Bonus Drop #20 (2023-07-30): Remote Possibilities

Postgres Unbound; Accessible APIs; Connected WASM

Today’s Bonus Drop has three sections that all focus on either retrieving data remotely or providing data to remote calls with a clever addition to the WASM ecosystem.

Topics Covered


Postgres Unbound

photo of 5-story library building

A recent article — Remote Access Anything from Postgres — from the folks at Crunchy Data (they do managed/supported Postgres) reminded me that I have not sung the praises of a part of the GIS world either at all, or at least in a while.

Fret not! This isn’t a “map” post!

I’m covering this to show that the rest of us have the GIS folks to thank for so many things when it comes to data access/wrangling.

I would rather not steal too much thunder from the aforelinked article, so I’ll just round out some corners, starting with “foreign data wrappers”.

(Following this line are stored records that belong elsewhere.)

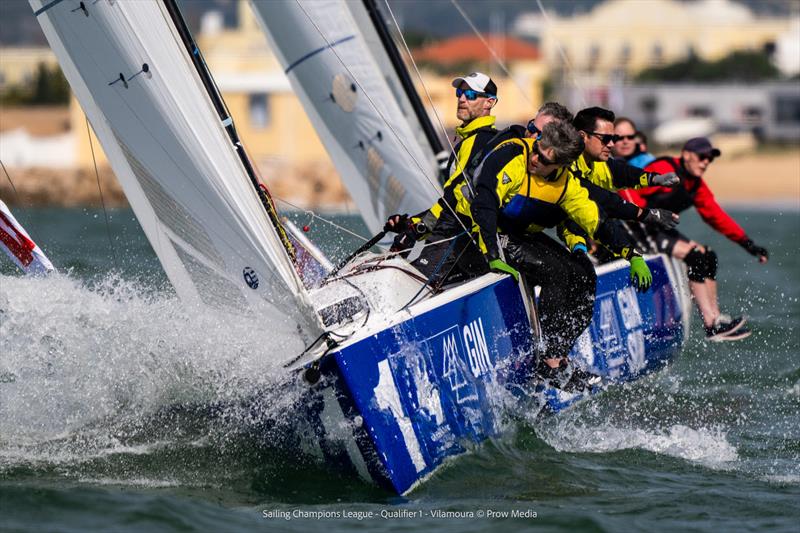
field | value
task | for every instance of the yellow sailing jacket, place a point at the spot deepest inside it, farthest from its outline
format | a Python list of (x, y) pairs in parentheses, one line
[(509, 197), (474, 137), (613, 174)]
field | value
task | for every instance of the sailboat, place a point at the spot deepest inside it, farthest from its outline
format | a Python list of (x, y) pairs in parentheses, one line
[(401, 377), (19, 246)]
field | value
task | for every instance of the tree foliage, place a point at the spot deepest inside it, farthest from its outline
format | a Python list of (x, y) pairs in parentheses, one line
[(741, 65), (48, 87)]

If you’re a die-hard Postgres user, you likely know about “foreign data wrappers” (FDWs). They’re a type of PostgreSQL extension that gives us the superpower of being able to access and manipulate data from external sources using good, ol’ SQL statements, such as SELECT and UPDATE. They were introduced as part of the SQL/MED (SQL/MED – PostgreSQL wiki) specification in the SQL standard. PostgreSQL 9.1 initially supported read-only access to this standard, and write support was added in PostgreSQL 9.3.

FDWs enable PostgreSQL to connect to various remote data stores, including other SQL databases, NoSQL databases, flat files, and even platforms like (ugh) Twitter/X and Facebook. They can simplify data querying and analysis when we need data from disparate sources. Some FDWs also benefit from a pushdown mechanism, which allows running SQL to update, filter, or sort data in the data source.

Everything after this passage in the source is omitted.